There are now about 14 parts in the IEC 62443 series, although some more are being planned. Note that even among the 14 parts, not all have been published and some are still in the draft/planning stage. Only the published parts have been included in the module, although all parts have been shown.
Why focus on IEC 62443?
The ANSI/ISA/IEC 62443 set of ot security standards are now emerging as the primary reference standards for OT security and not just IACS (Industrial Automation and Control Systems) security. Many of the parts that were in the draft state, have now been published and the new updated OT Security standards module includes key information related to them. With the committee now reported to be including Industrial Internet of Things (IIoT) related aspects, this IEC 62443 set of standards will be the main standard in OT security in the years ahead.

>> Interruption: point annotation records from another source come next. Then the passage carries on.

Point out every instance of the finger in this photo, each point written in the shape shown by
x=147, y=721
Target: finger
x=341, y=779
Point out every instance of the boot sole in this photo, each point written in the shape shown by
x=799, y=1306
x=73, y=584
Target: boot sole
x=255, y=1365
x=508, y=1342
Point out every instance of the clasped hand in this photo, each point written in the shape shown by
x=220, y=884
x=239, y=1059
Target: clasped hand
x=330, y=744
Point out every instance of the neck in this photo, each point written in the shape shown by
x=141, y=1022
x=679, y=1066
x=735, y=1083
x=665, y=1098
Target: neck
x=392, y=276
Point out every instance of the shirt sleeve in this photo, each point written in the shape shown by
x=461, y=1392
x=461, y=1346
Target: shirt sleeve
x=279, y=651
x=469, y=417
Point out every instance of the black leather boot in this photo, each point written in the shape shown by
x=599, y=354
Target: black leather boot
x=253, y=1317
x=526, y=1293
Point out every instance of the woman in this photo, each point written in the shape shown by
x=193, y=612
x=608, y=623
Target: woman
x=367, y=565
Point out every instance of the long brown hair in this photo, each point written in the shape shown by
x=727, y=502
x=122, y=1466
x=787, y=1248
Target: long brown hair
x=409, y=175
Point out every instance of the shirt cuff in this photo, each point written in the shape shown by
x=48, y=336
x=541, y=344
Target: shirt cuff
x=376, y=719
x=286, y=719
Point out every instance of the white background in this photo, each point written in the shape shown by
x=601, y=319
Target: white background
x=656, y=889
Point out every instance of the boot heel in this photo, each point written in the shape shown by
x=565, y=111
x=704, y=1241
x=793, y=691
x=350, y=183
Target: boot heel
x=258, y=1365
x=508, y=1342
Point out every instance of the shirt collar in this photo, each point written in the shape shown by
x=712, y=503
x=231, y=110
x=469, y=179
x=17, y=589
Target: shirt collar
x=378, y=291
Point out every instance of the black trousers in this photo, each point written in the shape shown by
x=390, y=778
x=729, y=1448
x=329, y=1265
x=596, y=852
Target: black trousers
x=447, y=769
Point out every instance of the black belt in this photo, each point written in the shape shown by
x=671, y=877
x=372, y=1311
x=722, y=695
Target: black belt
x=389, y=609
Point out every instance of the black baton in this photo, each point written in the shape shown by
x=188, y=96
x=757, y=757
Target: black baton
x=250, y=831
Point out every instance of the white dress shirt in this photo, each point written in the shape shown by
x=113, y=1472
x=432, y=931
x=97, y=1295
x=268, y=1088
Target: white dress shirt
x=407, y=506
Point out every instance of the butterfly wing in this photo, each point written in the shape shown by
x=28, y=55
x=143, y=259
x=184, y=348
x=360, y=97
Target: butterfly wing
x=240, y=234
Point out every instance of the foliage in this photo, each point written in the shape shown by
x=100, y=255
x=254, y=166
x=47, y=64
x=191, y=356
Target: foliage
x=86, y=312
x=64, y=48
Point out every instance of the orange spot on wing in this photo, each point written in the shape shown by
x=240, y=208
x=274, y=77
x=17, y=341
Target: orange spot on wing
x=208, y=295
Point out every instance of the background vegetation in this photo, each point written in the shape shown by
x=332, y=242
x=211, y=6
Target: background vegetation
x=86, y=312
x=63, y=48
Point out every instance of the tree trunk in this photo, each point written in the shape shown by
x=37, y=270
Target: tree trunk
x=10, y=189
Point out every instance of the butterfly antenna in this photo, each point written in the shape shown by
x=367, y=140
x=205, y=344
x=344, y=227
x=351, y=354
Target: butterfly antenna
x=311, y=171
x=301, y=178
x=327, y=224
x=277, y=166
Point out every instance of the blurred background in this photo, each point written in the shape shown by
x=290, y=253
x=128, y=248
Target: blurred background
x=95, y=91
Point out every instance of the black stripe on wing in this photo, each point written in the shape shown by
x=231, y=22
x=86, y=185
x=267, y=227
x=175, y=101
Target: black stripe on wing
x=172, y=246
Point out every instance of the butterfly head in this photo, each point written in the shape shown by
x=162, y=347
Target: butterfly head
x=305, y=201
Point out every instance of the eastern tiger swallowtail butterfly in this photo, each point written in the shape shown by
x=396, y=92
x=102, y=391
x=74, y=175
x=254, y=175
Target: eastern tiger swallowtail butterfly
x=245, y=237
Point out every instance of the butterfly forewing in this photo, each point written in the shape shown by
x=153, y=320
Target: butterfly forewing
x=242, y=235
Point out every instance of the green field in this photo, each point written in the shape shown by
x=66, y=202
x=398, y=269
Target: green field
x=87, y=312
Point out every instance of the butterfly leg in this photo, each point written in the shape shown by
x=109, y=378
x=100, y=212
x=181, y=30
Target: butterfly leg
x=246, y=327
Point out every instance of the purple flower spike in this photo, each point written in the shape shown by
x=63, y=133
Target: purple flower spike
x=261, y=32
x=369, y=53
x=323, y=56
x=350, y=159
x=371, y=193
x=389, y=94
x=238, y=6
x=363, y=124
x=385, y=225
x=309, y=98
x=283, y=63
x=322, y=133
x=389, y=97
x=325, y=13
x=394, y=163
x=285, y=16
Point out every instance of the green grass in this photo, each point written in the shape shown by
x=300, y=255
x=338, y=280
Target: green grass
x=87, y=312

Note that there are other reference standards and good practices published by various other bodies too, such as the NIST 800-82 Rev 3 (still in draft mode) for OT security which you can refer to. NIST is short for the US National Institute for Standards and Technology. Many of the same concepts are used, but IEC 62443 seems more extensive. Also if you work in the North American Power industry whether in generation or distribution ( for > 300 MW) then you also need to comply with the NERC CIP (North American Electric Reliability Corporation Critical Infrastructure Protection) standard.
So the standard for OT security that you follow will depend on your industry and whether you are subject to any laws or regulations that explicitly state that you need to follow xyz standard. However IEC 62443 is rapidly emerging a consensus standard globally and probably because it is backed by the IEC.
You can read more about the Foundational Requirements of IEC 62443 here.
Why IEC? Why are IEC OT security standards considered global standards?
As you know the IEC (international Electrotectnical Commission) has 60 regular full member countries including the major industrialized and/or rapidly industrializing countries such as the US, Canada, Germany, France, Netherlands, Japan, China, India, Russian Federation, Saudi Arabia, UAE, Oman, Qatar, Singapore, Israel, Iran, Indonesia, UK and others.
There are another set of 23 countries that are in the associate membership state. These include countries like Kazhakstan, Kenya, Nigeria, Bahrain, Estonia, Vietnam and others. (Associate members have full access to all the working documents but almost no voting rights in the
technical work. They are also not eligible for managerial positions within the IEC).
Additional to the above, 87 newly developing and newly industrializing countries are part of the IEC affiliate country program. These include countries such as Angola, Bahamas, Bolivia, Brunei Darussalam, Uzbekistan, Zambia and others.
So the IEC standards can be considered global standards, as most of the countries of the world are associated as IEC members, whether full members, associate members or affiliate members. So no matter in which geography you work with, the IEC 62443 standards are going to be the go to OT security standards if you work in the cybersecurity or the Industrial Automation, Building Automation and even Process and Functional Safety domains. Better to be familiar with them if you work in any of these areas.
Note that the module explains the key concepts related to the standard and how to use it. It is however not a substitute for the actual standard.